The Nashville-based footwear company reported that net sales increased to $525 million, driven by a strong start to the back-to-school season. The sales gain was partially offset by location closures, decreased wholesale sales and a decline in store sales.

Net loss from continuing operations was $9.1 million, adding up to a loss of 83 cents per share, compared to a net loss of $9.6 million, or 85 cents per share the prior year. The results beat expectations of analysts surveyed by Yahoo, who were expecting a loss per share of $1.11 and revenues of $512.3 million. The results also beat internal expectations.

By banner, sales increased 4 percent at Journeys and 1 percent at Schuh and declined 9 percent at Johnston & Murphy and 13 percent at Genesco Brands. Comparable store sales declined 4 percent and comparable e-commerce sales increased 8 percent.

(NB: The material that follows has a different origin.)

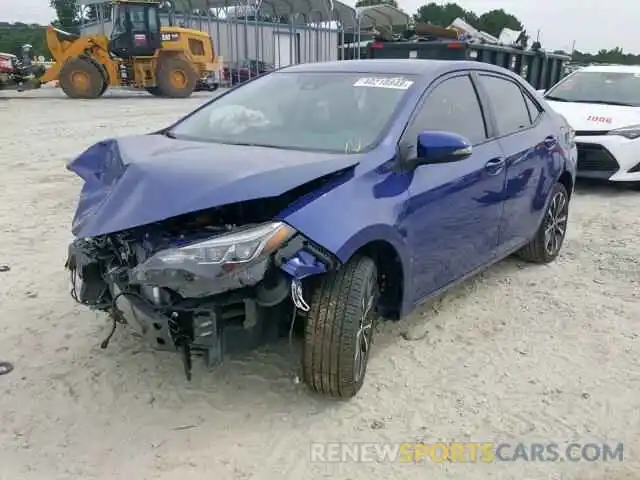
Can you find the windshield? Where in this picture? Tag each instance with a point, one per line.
(615, 88)
(332, 112)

Genesco president, chief executive officer and board chair Mimi Vaughn said in a statement that the company delivered results that beat its expectations.

After reporting challenging first quarter results last year in May, Genesco announced it would close more than 100 underperforming Journeys stores in fiscal 2024, versus prior expectations to close 60 stores, to help cut costs at the retailer.

“Armed with a more elevated and diversified product assortment, Journeys capitalized on the early back-to-school demand, which drove a positive inflection in comparable sales as the quarter progressed,” Vaughn said. “Thus far in the third quarter, Journeys’ store traffic and sales trends have accelerated further, bolstering our confidence in the product pipeline for the back half and the initiatives underway to enhance the Journeys brand and experience for our consumers.”

Vaughn added that the company has adopted a more “conservative near-term view” for its non Journeys business and overall outlook given a “choppy” operating environment.

Genesco reaffirmed its earnings outlook for fiscal 2025 and still expects adjusted diluted earnings per share from continuing operations in the range of 60 cents to $1. The company raised its sales outlook for the year, and expects total sales to decrease between 1 percent and 2 percent compared to the prior year.

“Looking ahead, I feel confident that our strategic initiatives and efforts to improve the efficiency of our operating model will enable us to unlock our full earnings potential and create value for our shareholders,” Vaughn said.